While the group was struggling to get permission to visit Britain, one of the girls – 16-year-old Dorcas – tragically died from jaundice. I remember reading an amusing story in the UK papers of a baby born here with jaundice, who was so yellow her parents named her La La (after the Teletubby). It is a different story when you are from an area with no hospital or proper healthcare.
The Ghanaian group now in the UK is called ‘Elikem’. They are talented dancers and drummers who have already impressed audiences in schools and festivals all over London. They arrived at Heathrow airport on the first flight they had ever taken, with one suitcase between them and a lot to say.
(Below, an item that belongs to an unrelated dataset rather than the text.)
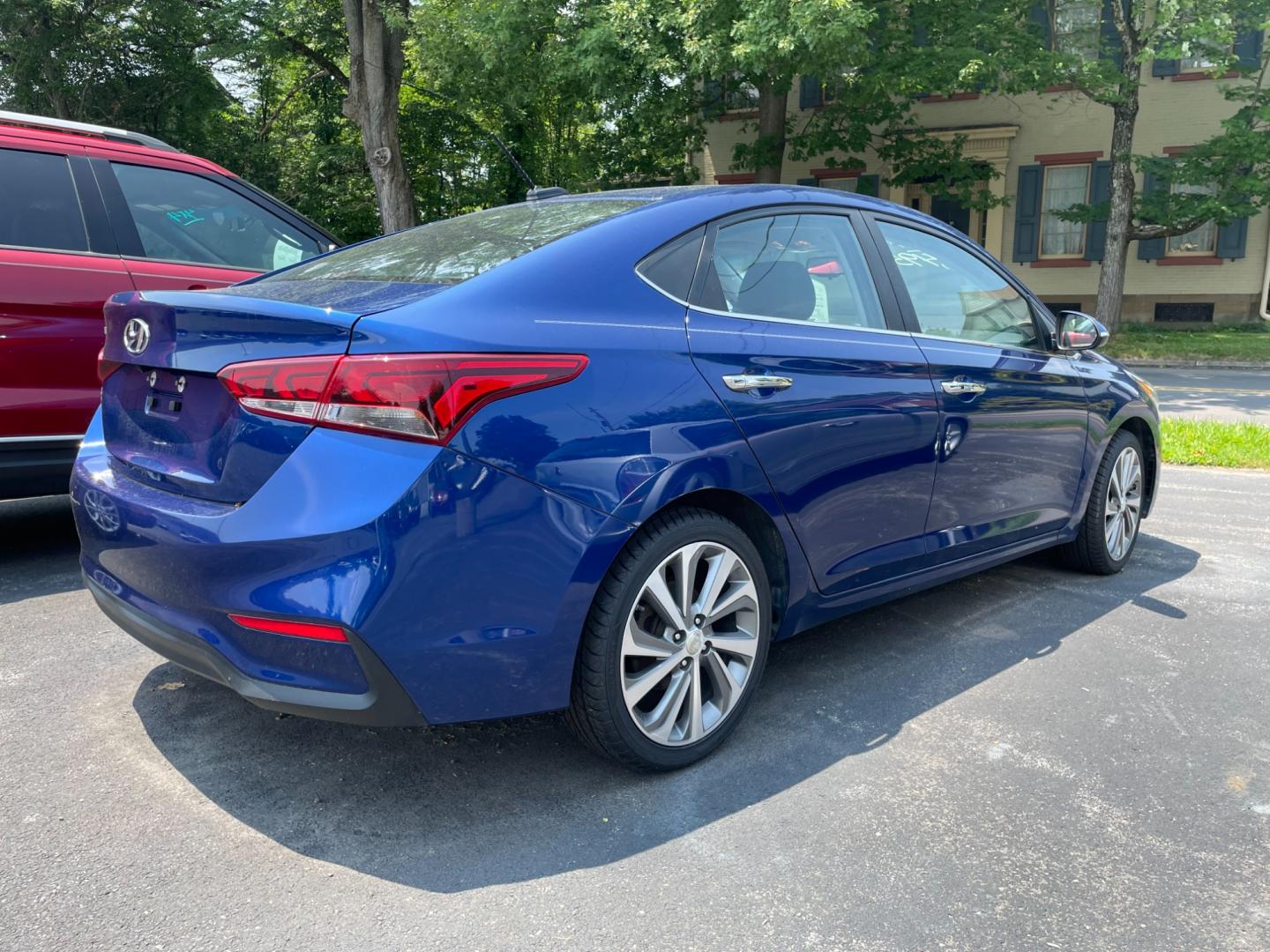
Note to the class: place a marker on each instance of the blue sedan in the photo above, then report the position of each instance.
(591, 453)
‘You treat your pets very nicely here’, Patience remarked to a group of 13- and 14-year-olds in a school assembly. ‘Here they live for 15 years. In Ghana they live six weeks, then they go into the pot.’ Mouths dropped open all over the hall. Collecting drinks cans for a Blue Peter appeal for wells for Africa is one thing – finding out what life is really like there often proves more demanding.
‘The buildings are so tall, I can’t believe they stay up. They are so solid’, said Millicent during an evening performance at Quay Fest near Canary Wharf, in London’s Docklands. The group has been equally impressed by less spectacular constructions – bus shelters, flyovers, washing machines. We all complain about the London Underground – Mary was more worried about how she was ‘going to get back up’ than how long the train took to arrive.
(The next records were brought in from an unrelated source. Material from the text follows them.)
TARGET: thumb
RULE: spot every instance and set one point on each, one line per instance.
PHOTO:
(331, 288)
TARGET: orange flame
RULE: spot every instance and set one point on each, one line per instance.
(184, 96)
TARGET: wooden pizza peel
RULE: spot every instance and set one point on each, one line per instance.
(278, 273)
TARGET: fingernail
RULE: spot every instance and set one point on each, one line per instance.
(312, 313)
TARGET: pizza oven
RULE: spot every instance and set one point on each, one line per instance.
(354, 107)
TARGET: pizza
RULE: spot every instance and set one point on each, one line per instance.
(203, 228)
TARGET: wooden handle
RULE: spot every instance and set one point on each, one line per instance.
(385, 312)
‘The food is so fast’, has been a common exclamation at meal times – cooking takes half a day in Ghana, with no oven or microwave to hand. The village of Kissema survives mainly through subsistence, and the musicians do not rehearse on Sundays because they have to farm. They cannot quite get their heads around the fact that here we can just go out and buy food, and that subsistence farming died out over 150 years ago.
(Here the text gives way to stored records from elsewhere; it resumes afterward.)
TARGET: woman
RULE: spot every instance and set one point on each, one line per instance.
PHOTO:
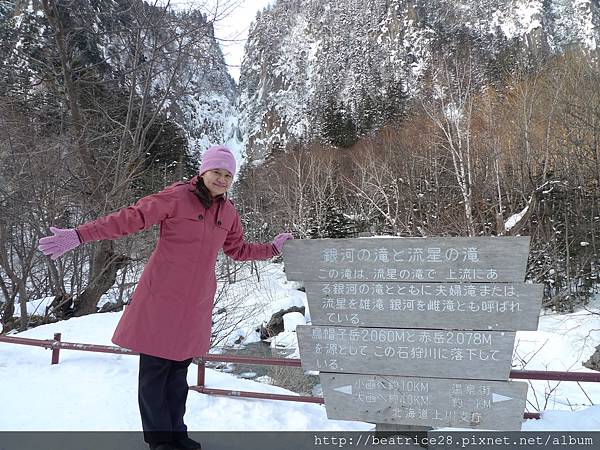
(169, 318)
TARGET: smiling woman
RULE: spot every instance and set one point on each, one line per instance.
(168, 320)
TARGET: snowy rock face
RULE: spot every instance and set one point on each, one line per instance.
(329, 70)
(201, 94)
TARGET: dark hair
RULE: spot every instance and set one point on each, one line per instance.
(202, 193)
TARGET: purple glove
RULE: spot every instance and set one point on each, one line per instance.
(62, 241)
(279, 241)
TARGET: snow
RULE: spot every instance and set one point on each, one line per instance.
(514, 219)
(232, 20)
(82, 379)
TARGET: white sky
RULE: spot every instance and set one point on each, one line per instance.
(232, 21)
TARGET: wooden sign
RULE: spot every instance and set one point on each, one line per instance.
(492, 306)
(435, 402)
(410, 352)
(455, 260)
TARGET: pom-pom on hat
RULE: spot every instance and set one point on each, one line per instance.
(217, 157)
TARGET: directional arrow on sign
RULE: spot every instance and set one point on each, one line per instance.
(480, 404)
(499, 398)
(345, 389)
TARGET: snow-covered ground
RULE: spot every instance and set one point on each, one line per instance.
(94, 391)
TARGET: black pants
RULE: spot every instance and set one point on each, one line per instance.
(162, 392)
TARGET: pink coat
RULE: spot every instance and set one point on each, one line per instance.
(170, 314)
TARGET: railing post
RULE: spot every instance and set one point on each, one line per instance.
(56, 349)
(201, 371)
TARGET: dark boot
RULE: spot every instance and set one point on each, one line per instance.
(163, 446)
(185, 443)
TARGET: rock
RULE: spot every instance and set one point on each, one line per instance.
(276, 324)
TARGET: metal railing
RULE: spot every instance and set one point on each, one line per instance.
(56, 345)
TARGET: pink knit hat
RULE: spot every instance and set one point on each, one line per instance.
(217, 157)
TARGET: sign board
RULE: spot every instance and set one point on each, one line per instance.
(490, 405)
(492, 306)
(484, 355)
(455, 260)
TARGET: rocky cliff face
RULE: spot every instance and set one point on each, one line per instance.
(102, 35)
(335, 70)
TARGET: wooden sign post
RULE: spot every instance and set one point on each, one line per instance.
(416, 332)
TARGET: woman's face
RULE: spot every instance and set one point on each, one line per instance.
(217, 181)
Chatting to the group and hearing comments like this, it would be easy to sit back and say ‘We just don’t realise how lucky we are’ – but that’s hardly the point. Not one member of Elikem wants anybody’s pity. Some of them want the same things I want – to go to university or have a car. Some want even more. Meeting them is proof of the benefits of development – and the dangers of romanticising life in societies based on subsistence agriculture.
As Eric, Lars or any other member of Elikem will tell you, development doesn’t just mean that old mantra of ‘give a man a fish and you feed him for a day; teach a man to fish and you feed him for a lifetime’. Why not also give him a nice big McDonalds drive-thru and a road to get there?